A young mixed race boy's face is printed large in the local paper, Brighton's Evening Argus. Before I see it, I've passed the billboards on Lewes Road villifying the city's 'worst teen'. The boy is 14. The paper names him, prints his photo, his address and names his friends.

The front page spells out the boy's 'life of crime'. Magistrates warn he's on his way to prison. A local policeman is quoted as saying he's one of the most problematic young people in the city.

I didn't see the paper until a neighbour brought it round last night. I couldn't bring myself to buy a paper that sold itself on the back of a teenager's sorrow. Yes. And utter desperation.

But I read it. I talked to my neighbours. I talked to my children. We were unanimous in our view that this is one of the most unforgiveable things to have done to this boy. He is still a child. Our children know him. We know what kind of life he has had and it's a life you wouldn't wish on anyone.

What justification is there to name a child of this age, to publish his photo and address? The law has always been that a child cannot be identified, so a special order must have been made by magistrates allowing the Argus to do so. Magistrates who should have known better, who also will have known about this boy's background.

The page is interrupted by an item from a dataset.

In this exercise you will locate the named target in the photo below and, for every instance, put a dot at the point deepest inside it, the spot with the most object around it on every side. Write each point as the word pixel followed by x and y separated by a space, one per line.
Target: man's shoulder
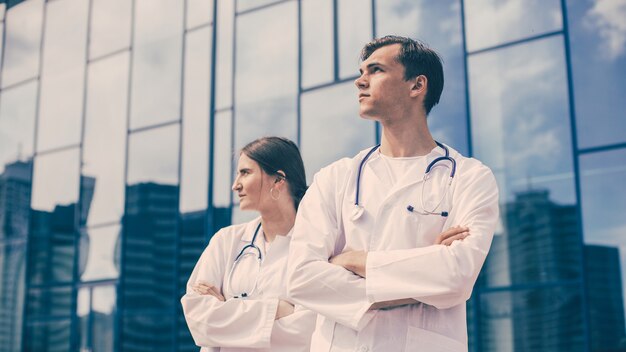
pixel 468 163
pixel 342 167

How dare they do this? Has our society become so rotten, so utterly skewed, that drug dealers - KNOWN TO THE POLICE - can operate freely in my street, Lewes Road, the seafront and sell various illegal substances from a flat near my home to teenagers but this boy is publically shamed? That off licences throughout the city can sell spirits to teenagers without ID, but it's this boy who's shamed?

That's not even to mention the many other criminal activities that adults commit daily in this city.....the fencing, the conning, the pimping, assaults, the backhanders, the abuse of children......but the Argus, police and magistrates choose to villify a young, mixed race boy. Why? Because he's an easy target and there's NO-ONE to defend him and they know that.

When I was writing my dissertation on the underground press years ago, one of the books I used for research was a brilliant analysis of how society responds to outsiders - "Folk Devils and Moral Panics" is written by Stanley Cohen and was first published by Harper Collins in 1973 but has been revised three times. The most recent edition by Routledge in 2002 includes new material by Cohen on the demonisation of young offenders and asylum seekers.

Cohen's way into this was a study of mods and rockers and understanding how the media helps create a 'moral panic' and consequently inhibits rational debate. It is essential reading, perhaps even more important now that we are overwhelmed with media and ill-informed comment and are drifting inexorably to the right.

Our local moral panic has inhibited rational debate - there was none on that Argus front page or on the paper's website. The story is utterly one sided, which is also unforgiveable. But it has also inhibited any sense of moral responsibility for this boy, any sense of kindness, simple human concern about how things were allowed to get this bad for him.......we should all be ashamed.